By Rupert Gerritsen July/August 2010
The assumption that indigenous Australians did not develop agriculture is highly contestable, with a body of evidence revealing that they developed food production systems and in some cases lived in large villages.
It is a commonly held view that indigenous Australians in traditional circumstances never engaged in food production, specifically in terms of developing or adopting agriculture. Based on this assumption there has been extended debate on the supposed reasons for this (AS, March 2010, pp.19-21).
Such debates are meaningless if the initial premise is incorrect. And it may well be. Furthermore, if that assumption is incorrect it has significant implications for theories on the origins of agriculture.
Agriculture is a form of primary economic specialisation that developed at about the same time as fishing and pastoralism. In south-west Asia and China, the earliest cradles of agriculture, herding of sheep, goats and pigs and the development of fish hooks, fishing nets and fish traps accompanied the development of agriculture.
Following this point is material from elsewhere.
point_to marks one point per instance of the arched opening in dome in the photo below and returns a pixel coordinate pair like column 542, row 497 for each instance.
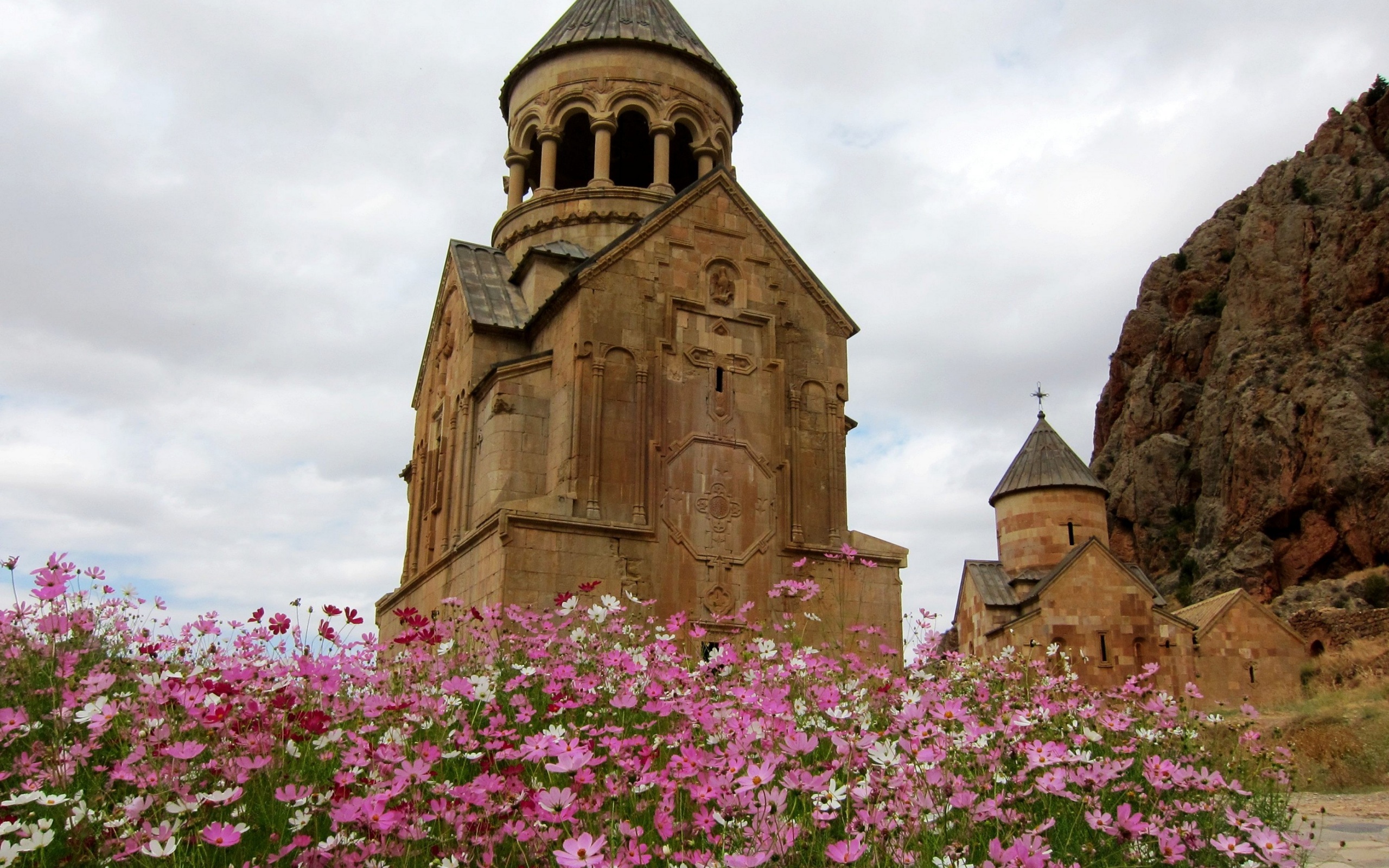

But such developments didn't spring up overnight, and hunting and gathering continued to provide a significant part of subsistence until well into the Pre-Pottery Neolithic B (see box). Moreover, the crops that were being grown as part of this Neolithic revolution emmer and einkorn wheat, barley, rye, lentils, rice and millet were wild, undomesticated crops for at least 1500 years.
Higher levels of sedentism, underwritten by intensive and specialised exploitation of a few key resources such as fish, nuts and grass seeds, was already evident by the Natufian. A contemporaneous pattern was also found in China and repeated in Neolithic revolutions elsewhere.
In the Pre-Pottery Neolithic A (PPNA), Pre-Pottery Neolithic B (PPNB), Chinese Early Neolithic and Mesoamerican Early Formative periods, sedentism developed to the point where permanent settlements (of at least several years duration) were established. These were comprised of permanent dwellings that were occupied on a seasonal basis, and possibly throughout the year.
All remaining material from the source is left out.